Wahkiakum students explore the Wauna mill

The trip was an opportunity for students to learn about careers in the paper industry

 

February 8, 2024

Juniors and seniors from Wahkiakum High School toured Georgia Pacific across the river. Bradley Park offered an overall view of the mill. Photo by Jessica Vik.

Submitted by Jessica Vik

On Jan. 31, a group of nine juniors and seniors from Wahkiakum High School visited the Georgia Pacific (GP) Mill across the river at Wauna, Oregon. Their Career and Technical Education teacher, Kyle Hurley, accompanied them along with Jessica Vik, the school district's 4-H Liaison who organized the trip.

The tour started off with a slideshow of the history of the mill in the meeting room. The students received safety guidelines and everyone put on neon yellow hats (which participants got to keep) and vests. Participants also received safety glasses, earplugs, and a radio headset so the group could hear the audio from our guides Kristi Ward, Paul Lyon, and Brandon Clark as we toured the facility single file.

Trekking around the mill in the liquid sunshine, the group learned about the cooking and bleaching of wood chips. Students toured the paper maker. The technicians who are surrounded by several computer screens explained to the kids how the paper maker machine works. Here the watery pulp mixture comes out. Four-and-a-half seconds later it is rolled into a "parent roll" of made paper. This roll is moved around by forklift with a rotating grabber system to help it load the roll on the machine into our next stop, the converting building.

Students experienced the converting buildings for both paper towels and for toilet paper. The machines in this building take the parent rolls of paper and marry them together into two-ply, cut them to size, emboss them, and package them.

Imagine a building full of machines and conveyor systems to make this happen. This particular branch of GP makes Brawny Paper Towels, Angel Soft toilet paper, and their own brand of napkins called Vanity Fair. Each product has its own recipe. Large robots take jobs that are too heavy for humans, very mundane, repetitive, or dangerous. Laser guided vehicles are programmed to take four pallets at a time from the end of the line in converting to the barges where they are shipped out for delivery all over this side of the Rockies.
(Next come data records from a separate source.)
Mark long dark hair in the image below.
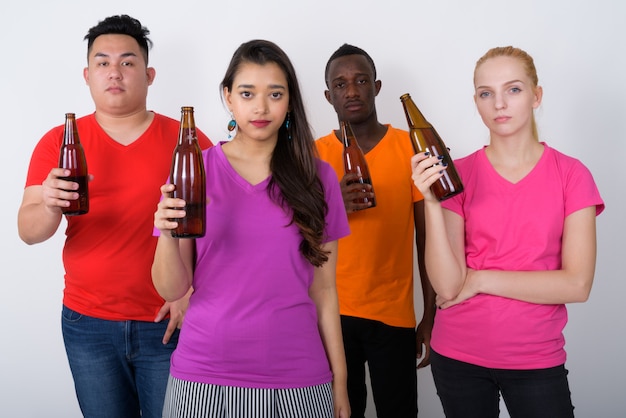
[220,39,328,267]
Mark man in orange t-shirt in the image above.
[316,44,435,418]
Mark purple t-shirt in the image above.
[171,143,349,388]
[431,143,604,369]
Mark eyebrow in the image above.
[237,84,287,90]
[476,80,525,89]
[94,52,137,58]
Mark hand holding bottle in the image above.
[339,173,375,213]
[154,183,186,237]
[41,167,93,213]
[411,152,448,202]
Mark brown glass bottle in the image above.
[400,93,463,200]
[170,106,206,238]
[340,121,376,209]
[59,113,89,216]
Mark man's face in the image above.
[324,54,380,124]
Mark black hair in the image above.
[324,44,376,87]
[83,15,152,65]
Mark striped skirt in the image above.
[163,376,333,418]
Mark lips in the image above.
[107,86,124,93]
[250,120,271,128]
[344,101,363,111]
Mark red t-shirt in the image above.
[26,113,211,321]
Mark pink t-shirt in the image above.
[171,144,349,388]
[431,143,604,369]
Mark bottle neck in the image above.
[401,96,432,129]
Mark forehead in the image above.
[328,54,374,80]
[233,62,287,87]
[474,57,529,85]
[89,34,141,57]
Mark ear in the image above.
[222,87,233,108]
[146,67,156,86]
[533,86,543,109]
[324,90,333,104]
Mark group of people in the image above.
[18,15,604,418]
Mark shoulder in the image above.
[315,131,341,149]
[385,123,409,138]
[543,142,590,174]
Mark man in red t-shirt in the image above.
[18,15,211,418]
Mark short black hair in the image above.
[324,44,376,87]
[83,15,152,65]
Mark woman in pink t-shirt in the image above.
[412,46,604,418]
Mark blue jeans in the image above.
[341,315,417,418]
[62,306,179,418]
[430,349,574,418]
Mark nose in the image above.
[254,95,269,114]
[494,94,506,110]
[346,83,359,97]
[109,65,122,80]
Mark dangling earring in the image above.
[227,116,237,139]
[285,112,291,141]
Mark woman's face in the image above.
[474,56,542,138]
[224,62,289,142]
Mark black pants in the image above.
[341,316,417,418]
[430,349,574,418]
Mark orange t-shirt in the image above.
[26,114,211,321]
[315,125,423,328]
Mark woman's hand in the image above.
[411,152,447,201]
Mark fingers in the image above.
[411,152,447,200]
[41,168,78,211]
[339,173,375,213]
[154,184,186,231]
[163,319,176,344]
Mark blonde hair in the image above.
[474,46,539,140]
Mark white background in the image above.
[0,0,626,418]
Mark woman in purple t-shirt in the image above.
[152,40,350,418]
[412,47,604,418]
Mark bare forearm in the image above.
[472,270,593,304]
[152,236,193,302]
[424,202,466,299]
Operators and engineers work together to keep the mill running smoothly. Everyone's job is important. Kids heard from several of the workers along the tour that if you show up on time, work hard and are reliable, you can move up in the company. It is up to the employee; they have to earn it. Mr. Hurley pointed out to the students that if they are not sure what they want to do after high school, this is a good starting place that offers opportunities for growth. Entry level workers make between $40,000 and $70,000 with no college debt and you can be trained through their internship programs. The engineers that work here talk about their jobs with enthusiasm, which stood out to students.
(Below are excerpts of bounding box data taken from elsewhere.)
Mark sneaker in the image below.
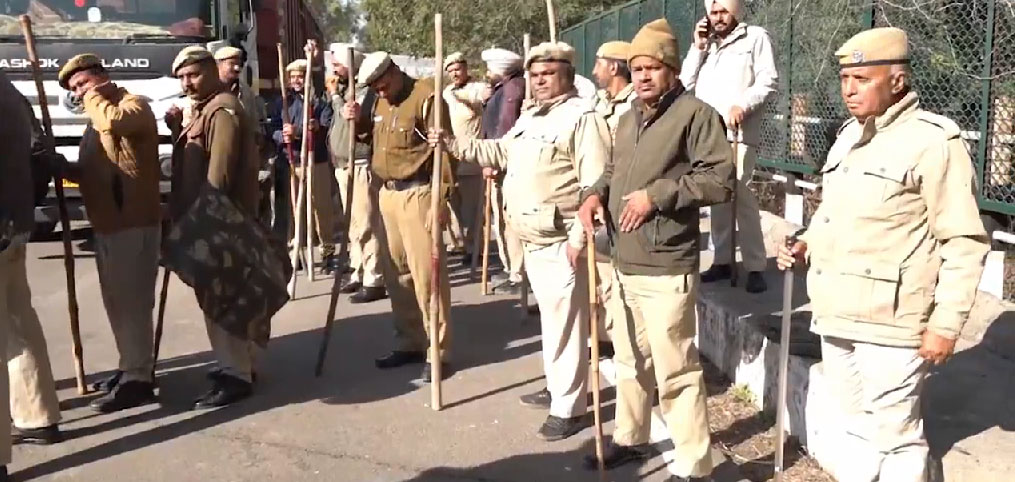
[10,423,63,445]
[194,373,254,410]
[583,440,649,470]
[744,271,768,293]
[538,415,592,441]
[518,389,550,410]
[88,380,156,413]
[701,265,733,283]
"Brandon Clark. He is so happy. That made my day!" senior Makayla wrote on her feedback form.

Living across the river, community members often wonder what the mill looks like inside. These students were given the chance not only to see the workings inside but to hear directly from the human resources department on what it takes to be hired over a pizza lunch provided by the mill.
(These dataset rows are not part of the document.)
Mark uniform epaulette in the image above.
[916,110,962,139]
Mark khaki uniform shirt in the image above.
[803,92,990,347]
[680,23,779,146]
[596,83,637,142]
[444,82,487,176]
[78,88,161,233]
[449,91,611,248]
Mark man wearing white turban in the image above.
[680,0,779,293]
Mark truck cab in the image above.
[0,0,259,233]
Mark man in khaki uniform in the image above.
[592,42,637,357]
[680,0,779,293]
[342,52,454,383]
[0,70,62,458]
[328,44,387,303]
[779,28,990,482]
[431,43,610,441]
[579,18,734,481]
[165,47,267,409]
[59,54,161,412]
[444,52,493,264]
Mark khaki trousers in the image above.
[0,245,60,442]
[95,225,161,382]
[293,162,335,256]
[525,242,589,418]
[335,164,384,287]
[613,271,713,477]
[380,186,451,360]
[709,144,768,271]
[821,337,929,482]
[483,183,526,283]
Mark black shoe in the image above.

One environmental science student was excited to hear GP's regional environmental manager talk with them over lunch. Another senior plans to be a millwright after graduation. This was a great opportunity for him to see the inside workings of a mill and hear directly about the hiring process. Helping students make connections before they graduate high school is a goal of the Career Connect Washington work that WSU Wahkiakum County Extension and 4-H Liaisons. Hearing these comments from and about the students is a win in the career exploration work they are doing in Wahkiakum County and Naselle.